Boris Zbarsky wrote:
Erik
Walter wrote:
Is there a way to do that through the
WebPersist interface of the embedding stuff?
Good question... Last I checked, Adam (nsIWebBrowserPersist owner) said
that it's the responsibility of the caller to pass in a pointer to a
document which was loaded with script turned _off_ to avoid this
problem... So in other words, one would want to get the doc from cache
and reparse it, with script turned off, then pass that in.
Basically the deal is you can:
- Save some random URI, e.g. http://www.cnn.com/. What comes back
is dumped straight to disk to a filename of your choice. No fixup is
done and the data is saved as is.
- Save a DOM document.
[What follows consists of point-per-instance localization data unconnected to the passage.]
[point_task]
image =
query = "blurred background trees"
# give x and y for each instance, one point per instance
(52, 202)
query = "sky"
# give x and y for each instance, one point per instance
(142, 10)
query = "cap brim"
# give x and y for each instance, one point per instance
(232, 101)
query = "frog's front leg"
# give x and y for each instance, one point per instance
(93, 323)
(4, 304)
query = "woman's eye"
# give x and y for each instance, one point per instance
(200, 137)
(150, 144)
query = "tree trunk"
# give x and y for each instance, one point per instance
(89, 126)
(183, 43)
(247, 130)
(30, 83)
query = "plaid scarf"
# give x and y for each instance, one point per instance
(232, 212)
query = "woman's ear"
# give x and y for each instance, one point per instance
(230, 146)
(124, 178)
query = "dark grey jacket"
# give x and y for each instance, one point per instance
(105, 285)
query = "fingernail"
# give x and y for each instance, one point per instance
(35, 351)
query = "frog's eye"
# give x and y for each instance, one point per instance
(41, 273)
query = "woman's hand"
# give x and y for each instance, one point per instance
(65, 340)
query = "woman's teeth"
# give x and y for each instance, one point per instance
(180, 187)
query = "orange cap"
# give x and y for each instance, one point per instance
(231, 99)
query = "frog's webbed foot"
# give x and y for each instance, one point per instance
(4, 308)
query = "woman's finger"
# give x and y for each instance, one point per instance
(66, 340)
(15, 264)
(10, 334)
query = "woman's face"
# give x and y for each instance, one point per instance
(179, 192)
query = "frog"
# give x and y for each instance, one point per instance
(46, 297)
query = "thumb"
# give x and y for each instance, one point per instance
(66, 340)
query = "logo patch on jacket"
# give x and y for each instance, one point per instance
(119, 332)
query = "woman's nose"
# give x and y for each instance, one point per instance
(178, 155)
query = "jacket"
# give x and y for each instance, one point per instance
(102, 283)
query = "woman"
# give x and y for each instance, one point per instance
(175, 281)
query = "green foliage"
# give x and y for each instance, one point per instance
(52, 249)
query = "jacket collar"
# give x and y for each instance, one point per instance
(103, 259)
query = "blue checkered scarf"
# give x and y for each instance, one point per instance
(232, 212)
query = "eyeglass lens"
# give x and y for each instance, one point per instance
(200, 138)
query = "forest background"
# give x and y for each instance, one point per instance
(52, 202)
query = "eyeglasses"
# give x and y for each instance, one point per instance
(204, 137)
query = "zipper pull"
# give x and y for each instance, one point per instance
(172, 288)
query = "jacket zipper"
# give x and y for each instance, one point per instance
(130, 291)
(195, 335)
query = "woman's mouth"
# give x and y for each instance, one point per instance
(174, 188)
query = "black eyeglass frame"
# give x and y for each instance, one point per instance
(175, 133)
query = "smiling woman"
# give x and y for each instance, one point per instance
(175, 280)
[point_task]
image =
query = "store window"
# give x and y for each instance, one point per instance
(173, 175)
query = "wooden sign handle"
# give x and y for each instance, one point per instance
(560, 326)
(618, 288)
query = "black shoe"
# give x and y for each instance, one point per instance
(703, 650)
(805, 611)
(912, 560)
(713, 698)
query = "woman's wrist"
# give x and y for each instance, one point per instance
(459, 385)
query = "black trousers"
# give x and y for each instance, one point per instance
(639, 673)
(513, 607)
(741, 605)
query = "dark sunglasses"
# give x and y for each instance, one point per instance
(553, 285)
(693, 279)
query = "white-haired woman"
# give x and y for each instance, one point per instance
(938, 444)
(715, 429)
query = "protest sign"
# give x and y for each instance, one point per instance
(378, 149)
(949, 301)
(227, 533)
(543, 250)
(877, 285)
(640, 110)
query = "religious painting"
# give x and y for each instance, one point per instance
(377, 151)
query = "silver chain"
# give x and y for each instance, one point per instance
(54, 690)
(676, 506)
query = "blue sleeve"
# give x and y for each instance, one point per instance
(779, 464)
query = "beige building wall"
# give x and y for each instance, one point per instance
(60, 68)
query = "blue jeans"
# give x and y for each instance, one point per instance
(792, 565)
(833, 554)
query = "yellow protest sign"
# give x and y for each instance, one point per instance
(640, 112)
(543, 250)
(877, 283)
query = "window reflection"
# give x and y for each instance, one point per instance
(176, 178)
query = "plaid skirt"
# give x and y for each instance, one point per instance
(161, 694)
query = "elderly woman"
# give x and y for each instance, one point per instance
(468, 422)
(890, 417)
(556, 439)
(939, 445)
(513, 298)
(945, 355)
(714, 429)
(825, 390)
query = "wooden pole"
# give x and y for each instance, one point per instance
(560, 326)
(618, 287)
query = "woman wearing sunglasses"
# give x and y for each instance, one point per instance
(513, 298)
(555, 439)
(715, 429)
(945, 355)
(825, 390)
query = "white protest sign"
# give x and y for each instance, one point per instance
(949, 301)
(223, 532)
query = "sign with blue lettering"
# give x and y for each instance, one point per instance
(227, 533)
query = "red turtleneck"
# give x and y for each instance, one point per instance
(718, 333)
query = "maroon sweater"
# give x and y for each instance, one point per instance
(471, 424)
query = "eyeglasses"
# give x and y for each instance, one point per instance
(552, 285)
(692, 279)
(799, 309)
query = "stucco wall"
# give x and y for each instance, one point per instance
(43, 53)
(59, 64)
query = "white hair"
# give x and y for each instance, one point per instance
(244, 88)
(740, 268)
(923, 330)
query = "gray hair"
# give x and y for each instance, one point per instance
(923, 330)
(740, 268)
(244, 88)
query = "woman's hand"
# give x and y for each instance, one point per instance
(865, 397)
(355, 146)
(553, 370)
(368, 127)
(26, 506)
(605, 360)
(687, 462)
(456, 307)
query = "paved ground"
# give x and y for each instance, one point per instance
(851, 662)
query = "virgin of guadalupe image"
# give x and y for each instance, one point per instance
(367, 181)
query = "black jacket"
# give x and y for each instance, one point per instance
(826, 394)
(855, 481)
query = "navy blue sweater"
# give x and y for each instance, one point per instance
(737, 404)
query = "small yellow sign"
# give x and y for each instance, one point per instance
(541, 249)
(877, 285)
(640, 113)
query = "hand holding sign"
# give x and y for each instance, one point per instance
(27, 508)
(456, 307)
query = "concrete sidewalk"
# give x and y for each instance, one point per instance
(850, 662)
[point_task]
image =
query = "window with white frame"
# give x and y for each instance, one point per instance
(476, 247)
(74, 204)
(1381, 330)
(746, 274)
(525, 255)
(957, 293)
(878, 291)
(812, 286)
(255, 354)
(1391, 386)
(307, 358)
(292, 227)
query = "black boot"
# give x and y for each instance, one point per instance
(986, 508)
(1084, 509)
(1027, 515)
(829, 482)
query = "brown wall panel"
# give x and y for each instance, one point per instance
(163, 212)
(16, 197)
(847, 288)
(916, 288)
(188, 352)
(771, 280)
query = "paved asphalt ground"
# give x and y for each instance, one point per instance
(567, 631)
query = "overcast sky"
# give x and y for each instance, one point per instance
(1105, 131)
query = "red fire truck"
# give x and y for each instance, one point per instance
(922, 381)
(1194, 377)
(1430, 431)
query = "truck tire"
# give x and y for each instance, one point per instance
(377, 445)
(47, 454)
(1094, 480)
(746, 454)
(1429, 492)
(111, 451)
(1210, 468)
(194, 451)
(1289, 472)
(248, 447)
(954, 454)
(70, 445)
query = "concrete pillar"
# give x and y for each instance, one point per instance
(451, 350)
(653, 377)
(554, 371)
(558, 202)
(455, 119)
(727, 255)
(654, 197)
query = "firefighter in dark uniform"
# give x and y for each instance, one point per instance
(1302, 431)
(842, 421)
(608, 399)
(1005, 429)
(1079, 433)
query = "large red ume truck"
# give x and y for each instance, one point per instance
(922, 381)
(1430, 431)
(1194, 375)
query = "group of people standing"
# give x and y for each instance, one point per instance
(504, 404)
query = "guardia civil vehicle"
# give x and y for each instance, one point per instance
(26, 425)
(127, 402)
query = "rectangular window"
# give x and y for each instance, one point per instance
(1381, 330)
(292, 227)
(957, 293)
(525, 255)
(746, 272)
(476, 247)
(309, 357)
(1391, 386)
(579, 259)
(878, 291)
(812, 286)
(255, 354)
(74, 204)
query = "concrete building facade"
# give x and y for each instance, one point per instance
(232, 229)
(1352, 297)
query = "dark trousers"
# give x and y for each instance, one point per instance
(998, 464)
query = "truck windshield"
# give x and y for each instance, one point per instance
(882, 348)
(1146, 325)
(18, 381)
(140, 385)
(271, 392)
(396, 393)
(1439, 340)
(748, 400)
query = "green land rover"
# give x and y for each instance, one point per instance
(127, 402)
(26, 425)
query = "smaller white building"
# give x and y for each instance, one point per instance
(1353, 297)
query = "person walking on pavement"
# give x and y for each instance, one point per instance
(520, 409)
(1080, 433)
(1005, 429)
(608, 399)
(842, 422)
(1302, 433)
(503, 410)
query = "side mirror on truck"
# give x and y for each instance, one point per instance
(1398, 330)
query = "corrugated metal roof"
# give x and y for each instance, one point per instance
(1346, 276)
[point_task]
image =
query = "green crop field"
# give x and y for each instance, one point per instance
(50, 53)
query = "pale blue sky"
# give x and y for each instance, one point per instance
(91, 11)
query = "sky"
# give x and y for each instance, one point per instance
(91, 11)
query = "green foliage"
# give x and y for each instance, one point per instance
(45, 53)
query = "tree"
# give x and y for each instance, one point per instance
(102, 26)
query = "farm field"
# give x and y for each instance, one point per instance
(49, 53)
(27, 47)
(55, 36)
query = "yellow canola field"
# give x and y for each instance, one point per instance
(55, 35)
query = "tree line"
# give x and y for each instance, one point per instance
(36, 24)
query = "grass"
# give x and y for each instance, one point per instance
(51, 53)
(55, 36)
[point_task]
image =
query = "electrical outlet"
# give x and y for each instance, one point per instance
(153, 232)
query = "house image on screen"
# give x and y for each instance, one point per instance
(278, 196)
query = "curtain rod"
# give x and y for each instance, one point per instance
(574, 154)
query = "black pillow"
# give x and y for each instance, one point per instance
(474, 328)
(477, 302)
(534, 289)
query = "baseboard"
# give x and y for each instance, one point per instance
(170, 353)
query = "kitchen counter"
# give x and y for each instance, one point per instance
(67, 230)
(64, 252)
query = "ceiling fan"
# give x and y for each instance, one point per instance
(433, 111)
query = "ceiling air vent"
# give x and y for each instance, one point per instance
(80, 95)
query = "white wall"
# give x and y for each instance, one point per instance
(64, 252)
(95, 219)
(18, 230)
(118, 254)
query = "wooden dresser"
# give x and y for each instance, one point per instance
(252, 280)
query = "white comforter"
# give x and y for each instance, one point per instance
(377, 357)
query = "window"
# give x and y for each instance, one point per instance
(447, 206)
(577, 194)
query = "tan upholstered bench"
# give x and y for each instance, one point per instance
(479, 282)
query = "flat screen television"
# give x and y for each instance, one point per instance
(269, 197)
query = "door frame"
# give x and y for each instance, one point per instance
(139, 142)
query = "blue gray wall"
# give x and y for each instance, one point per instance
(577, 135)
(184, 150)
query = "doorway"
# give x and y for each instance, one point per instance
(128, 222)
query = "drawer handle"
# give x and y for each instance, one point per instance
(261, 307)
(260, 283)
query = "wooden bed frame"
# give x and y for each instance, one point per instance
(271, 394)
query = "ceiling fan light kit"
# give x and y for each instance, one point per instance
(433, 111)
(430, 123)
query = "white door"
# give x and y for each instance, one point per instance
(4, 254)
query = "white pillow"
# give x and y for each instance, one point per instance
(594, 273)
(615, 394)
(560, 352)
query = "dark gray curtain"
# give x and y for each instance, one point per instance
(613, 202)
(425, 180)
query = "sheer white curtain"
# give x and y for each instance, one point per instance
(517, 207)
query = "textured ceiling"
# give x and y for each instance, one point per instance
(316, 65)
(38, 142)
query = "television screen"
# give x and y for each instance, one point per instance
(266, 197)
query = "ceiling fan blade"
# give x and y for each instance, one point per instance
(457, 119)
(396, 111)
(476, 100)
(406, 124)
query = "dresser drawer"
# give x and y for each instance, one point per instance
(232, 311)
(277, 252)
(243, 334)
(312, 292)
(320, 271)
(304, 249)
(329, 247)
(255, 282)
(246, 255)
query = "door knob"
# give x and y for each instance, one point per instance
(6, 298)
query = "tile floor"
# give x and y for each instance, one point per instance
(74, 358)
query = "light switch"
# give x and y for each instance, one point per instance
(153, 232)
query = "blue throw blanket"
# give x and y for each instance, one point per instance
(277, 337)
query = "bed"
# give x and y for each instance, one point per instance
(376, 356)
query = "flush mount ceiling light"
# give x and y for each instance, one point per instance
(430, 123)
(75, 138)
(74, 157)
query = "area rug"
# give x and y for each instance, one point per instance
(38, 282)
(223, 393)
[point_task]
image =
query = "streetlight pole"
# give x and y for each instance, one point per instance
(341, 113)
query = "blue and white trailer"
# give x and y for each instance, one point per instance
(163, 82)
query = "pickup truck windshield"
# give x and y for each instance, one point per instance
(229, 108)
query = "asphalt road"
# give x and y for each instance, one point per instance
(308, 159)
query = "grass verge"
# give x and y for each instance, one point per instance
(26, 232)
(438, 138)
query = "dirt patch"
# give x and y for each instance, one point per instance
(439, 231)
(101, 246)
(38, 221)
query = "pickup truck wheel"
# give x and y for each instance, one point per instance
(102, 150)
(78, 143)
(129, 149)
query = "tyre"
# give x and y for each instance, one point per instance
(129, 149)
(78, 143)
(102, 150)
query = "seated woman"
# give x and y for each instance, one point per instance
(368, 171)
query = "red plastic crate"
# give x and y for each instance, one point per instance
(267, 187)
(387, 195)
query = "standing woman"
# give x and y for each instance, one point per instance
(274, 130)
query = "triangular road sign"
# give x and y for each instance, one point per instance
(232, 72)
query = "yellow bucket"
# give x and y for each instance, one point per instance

What goes to disk is the DOM reconstituted
into HTML via a document encoder, complete with URLs fixed up for their
local file locations and optionally any inline elements such as
elements, subframes, stylesheets etc.
The reason that pages might double up items is because of _javascript_.
Some pages document.write stuff out when they're loaded and the DOM
given to the persist object already contains those written items. The
next time you load the saved copy the JS in the page document.write's
them again.
There is no easy way around this, though temporarily disabling JS might
help in some cases.
Of
course doing that is nontrivial....
I'm just doing a SaveDocument() right now, is
there some additional encoding flag I need to set.
In terms of this interface, I was suggesting you do a saveURI. But
that will not save the images and CSS...
The basic problem is that the persistence object has no way to tell
apart content written by script and content that is part of the
original HTML, which is why this somehow needs to be the caller's
responsibility.
-Boris
We need the unmolested DOM from somewhere before JS gets its hands on
it, which means holding a copy around or somehow making one from the
cached page data. The latter might be possible but the DOM parsing code
expects presshells, docshells and other unpleasantness which makes it
totally impractical at the moment. We really need a simply parser that
can be created on the fly, handed a stream and a DOM pops out of the
other end. It would be nice to know when a page is 'dirty' too so
creating a fresh DOM would only be done when necessary.
There is a parser already for the XMLHttpRequest stuff, but one for
HTML content is required too. There is a bug open on this, but the
problem of making a simple DOM parser has not been solved yet.
http://bugzilla.mozilla.org/show_bug.cgi?id=115328
Adam
|